India presents a potential investment opportunity of $50 billion for battery storage facilities that could help integrate renewable energy into the grid, replace polluting diesel-fueled power and boost electric mobility, according to Andres Gluski, CEO of American energy firm AES Corp.
“Battery-based energy storage has an essential role to play in helping India realize its vision for a more sustainable energy future,” Gluski said, in an interview with Bloomberg.
Gluski was in India to launch the country’s first utility-scale battery storage system, which has been installed to support the grid in New Delhi. The 10 MW system, at Tata Power Delhi Distribution’s Rohini substation, was built by AES with Mitsubishi for almost $9 million. It uses the Advancion energy storage platform from Fluence, a joint venture between Siemens and AES.

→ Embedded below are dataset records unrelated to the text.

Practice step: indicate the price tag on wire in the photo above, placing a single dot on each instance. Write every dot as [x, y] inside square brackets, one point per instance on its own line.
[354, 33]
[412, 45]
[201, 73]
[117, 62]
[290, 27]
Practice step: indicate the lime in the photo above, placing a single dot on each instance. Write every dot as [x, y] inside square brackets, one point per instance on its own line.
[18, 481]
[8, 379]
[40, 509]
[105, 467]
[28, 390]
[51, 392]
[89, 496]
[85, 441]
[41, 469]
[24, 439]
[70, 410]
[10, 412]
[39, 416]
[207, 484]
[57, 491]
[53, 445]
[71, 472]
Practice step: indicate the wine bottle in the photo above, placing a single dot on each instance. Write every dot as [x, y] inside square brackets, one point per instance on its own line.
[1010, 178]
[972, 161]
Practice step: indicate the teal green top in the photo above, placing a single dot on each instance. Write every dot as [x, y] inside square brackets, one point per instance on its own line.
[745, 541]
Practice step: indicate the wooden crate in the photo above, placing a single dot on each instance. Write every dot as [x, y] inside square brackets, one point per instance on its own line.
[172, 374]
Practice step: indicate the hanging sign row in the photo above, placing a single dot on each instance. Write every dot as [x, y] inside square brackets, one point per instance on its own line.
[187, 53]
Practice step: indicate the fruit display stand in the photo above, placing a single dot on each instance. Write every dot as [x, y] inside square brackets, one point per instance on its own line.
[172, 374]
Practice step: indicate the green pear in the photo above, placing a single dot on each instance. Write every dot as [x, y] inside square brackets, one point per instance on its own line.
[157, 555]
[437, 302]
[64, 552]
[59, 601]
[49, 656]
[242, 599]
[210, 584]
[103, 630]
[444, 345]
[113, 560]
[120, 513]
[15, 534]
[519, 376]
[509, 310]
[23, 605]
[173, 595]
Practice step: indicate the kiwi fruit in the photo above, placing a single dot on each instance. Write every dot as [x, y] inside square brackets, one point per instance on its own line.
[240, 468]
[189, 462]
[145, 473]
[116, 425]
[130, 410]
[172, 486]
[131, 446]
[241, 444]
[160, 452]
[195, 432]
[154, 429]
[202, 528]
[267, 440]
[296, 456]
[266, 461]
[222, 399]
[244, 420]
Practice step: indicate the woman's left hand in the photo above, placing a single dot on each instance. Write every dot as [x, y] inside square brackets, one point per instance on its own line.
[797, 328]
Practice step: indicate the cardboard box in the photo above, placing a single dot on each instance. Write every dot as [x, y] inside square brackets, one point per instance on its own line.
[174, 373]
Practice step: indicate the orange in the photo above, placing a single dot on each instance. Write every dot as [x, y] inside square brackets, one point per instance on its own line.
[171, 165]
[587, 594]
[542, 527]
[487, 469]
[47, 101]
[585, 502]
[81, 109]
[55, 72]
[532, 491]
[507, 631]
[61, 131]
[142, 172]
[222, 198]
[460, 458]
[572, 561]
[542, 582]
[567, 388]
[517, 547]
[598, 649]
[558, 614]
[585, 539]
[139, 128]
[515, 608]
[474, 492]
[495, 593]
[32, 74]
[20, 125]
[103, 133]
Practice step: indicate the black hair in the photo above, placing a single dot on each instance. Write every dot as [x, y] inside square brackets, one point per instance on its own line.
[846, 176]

India has set a target of reaching 175 GW of renewable power generation capacity by 2022. The ability of the grid to integrate intermittent renewables and the huge investment required to upgrade the nation’s transmission and distribution infrastructure, are key challenges for India to meet its ambitious target.
Energy storage can help better integrate renewables by providing multiple services to the grid system, such as optimizing transmission and distribution investment, addressing forecasting errors associated with wind and solar generation for more accurate scheduling, solving local reliability issues by providing reactive power support, equipping end users to manage peak loads, and enabling more efficient utilization of distributed renewable generation.